Problem
You have 250+ headshot images that need consistent processing: detect the face, crop to a specific aspect ratio keeping the face centered, and optionally remove the background. Doing this manually in Photoshop or Figma would take a designer two weeks. You need an automated pipeline that handles the full batch in minutes.
Solution
Combine two tools: a Swift binary using macOS Vision Framework for fast face detection and cropping, and a Python script using HuggingFace models for background removal.
Step 1: Face detection and cropping with Swift
Compile a Swift binary that uses the native Vision framework:
import Vision
import AppKit
func detectAndCrop(imagePath: String, outputPath: String, size: CGSize) throws {
guard let image = NSImage(contentsOfFile: imagePath),
let cgImage = image.cgImage(forProposedRect: nil, context: nil, hints: nil) else {
throw ImageError.loadFailed
}
let request = VNDetectFaceRectanglesRequest()
let handler = VNImageRequestHandler(cgImage: cgImage, options: [:])
try handler.perform([request])
guard let face = (request.results as? [VNFaceObservation])?.first else {
print("No face found in \(imagePath)")
return
}
let imageWidth = CGFloat(cgImage.width)
let imageHeight = CGFloat(cgImage.height)

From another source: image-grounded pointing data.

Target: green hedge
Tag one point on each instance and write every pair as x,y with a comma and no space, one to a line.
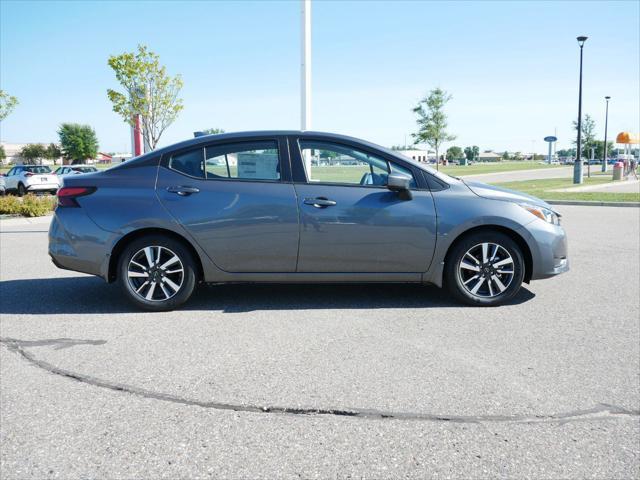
27,206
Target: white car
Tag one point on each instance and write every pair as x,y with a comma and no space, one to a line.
74,170
23,179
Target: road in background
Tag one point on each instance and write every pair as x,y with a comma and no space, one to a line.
546,387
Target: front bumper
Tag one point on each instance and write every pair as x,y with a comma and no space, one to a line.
549,249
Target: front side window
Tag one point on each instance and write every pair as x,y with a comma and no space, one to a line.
247,161
334,163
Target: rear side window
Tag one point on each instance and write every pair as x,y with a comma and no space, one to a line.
189,163
247,161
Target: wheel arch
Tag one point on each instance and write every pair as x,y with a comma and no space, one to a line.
120,245
515,236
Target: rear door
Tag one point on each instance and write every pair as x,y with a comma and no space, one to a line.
237,201
349,221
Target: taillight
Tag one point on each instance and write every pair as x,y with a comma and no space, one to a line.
67,195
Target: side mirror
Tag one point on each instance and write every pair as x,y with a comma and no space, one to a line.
396,182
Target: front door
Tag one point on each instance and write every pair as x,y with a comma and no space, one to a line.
233,200
350,222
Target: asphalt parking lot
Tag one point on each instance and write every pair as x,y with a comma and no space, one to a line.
367,381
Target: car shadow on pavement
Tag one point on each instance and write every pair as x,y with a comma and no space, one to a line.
48,296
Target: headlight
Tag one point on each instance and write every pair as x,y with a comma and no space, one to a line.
542,213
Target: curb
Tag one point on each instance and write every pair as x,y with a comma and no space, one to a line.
13,221
586,203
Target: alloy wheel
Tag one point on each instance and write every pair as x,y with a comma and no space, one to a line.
486,270
155,273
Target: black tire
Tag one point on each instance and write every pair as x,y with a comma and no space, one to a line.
163,278
456,276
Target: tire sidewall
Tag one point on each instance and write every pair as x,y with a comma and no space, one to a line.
454,282
188,263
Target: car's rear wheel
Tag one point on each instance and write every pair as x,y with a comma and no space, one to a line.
157,272
485,269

// Center crop around detected face
let faceCenterX = face.boundingBox.midX * imageWidth
let faceCenterY = (1 - face.boundingBox.midY) * imageHeight
let cropRect = CGRect(
x: faceCenterX - size.width / 2,
y: faceCenterY - size.height / 2,
width: size.width,
height: size.height
).clamped(to: CGRect(origin: .zero, size: CGSize(width: imageWidth, height: imageHeight)))
let cropped = cgImage.cropping(to: cropRect)!

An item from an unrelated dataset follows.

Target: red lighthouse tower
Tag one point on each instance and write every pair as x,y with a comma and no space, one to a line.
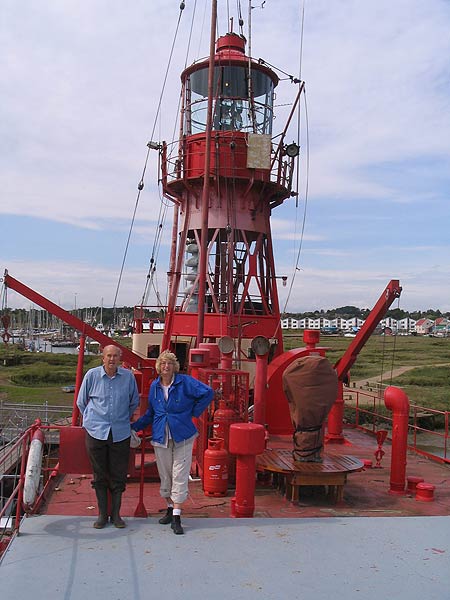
224,179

let rep = NSBitmapImageRep(cgImage: cropped)
let data = rep.representation(using: .png, properties: [:])!
try data.write(to: URL(fileURLWithPath: outputPath))
}
Build and run:
swiftc face_crop.swift -o face_crop -framework Vision -framework AppKit
./face_crop --input ./photos --output ./cropped --size 400x500
Step 2: Background removal with Python
Use a PEP-723 script with embedded dependencies for zero-config setup:
# /// script
# requires-python = ">=3.11"
# dependencies = ["transformers", "torch", "pillow"]
# ///
from transformers import pipeline
from PIL import Image
from pathlib import Path
from multiprocessing import Pool
import argparse
remover = pipeline("image-segmentation", model="briaai/RMBG-1.4", trust_remote_code=True)
def remove_bg(path: str) -> None:
img = Image.open(path)
result = remover(img)
mask = result[0]["mask"]
img.putalpha(mask)
output = Path(path).parent / f"{Path(path).stem}_nobg.png"
img.save(output)
if __name__ == "__main__":
parser = argparse.ArgumentParser()
parser.add_argument("input_dir", type=Path)
parser.add_argument("--workers", type=int, default=4)
args = parser.parse_args()
files = [str(p) for p in args.input_dir.glob("*.png")]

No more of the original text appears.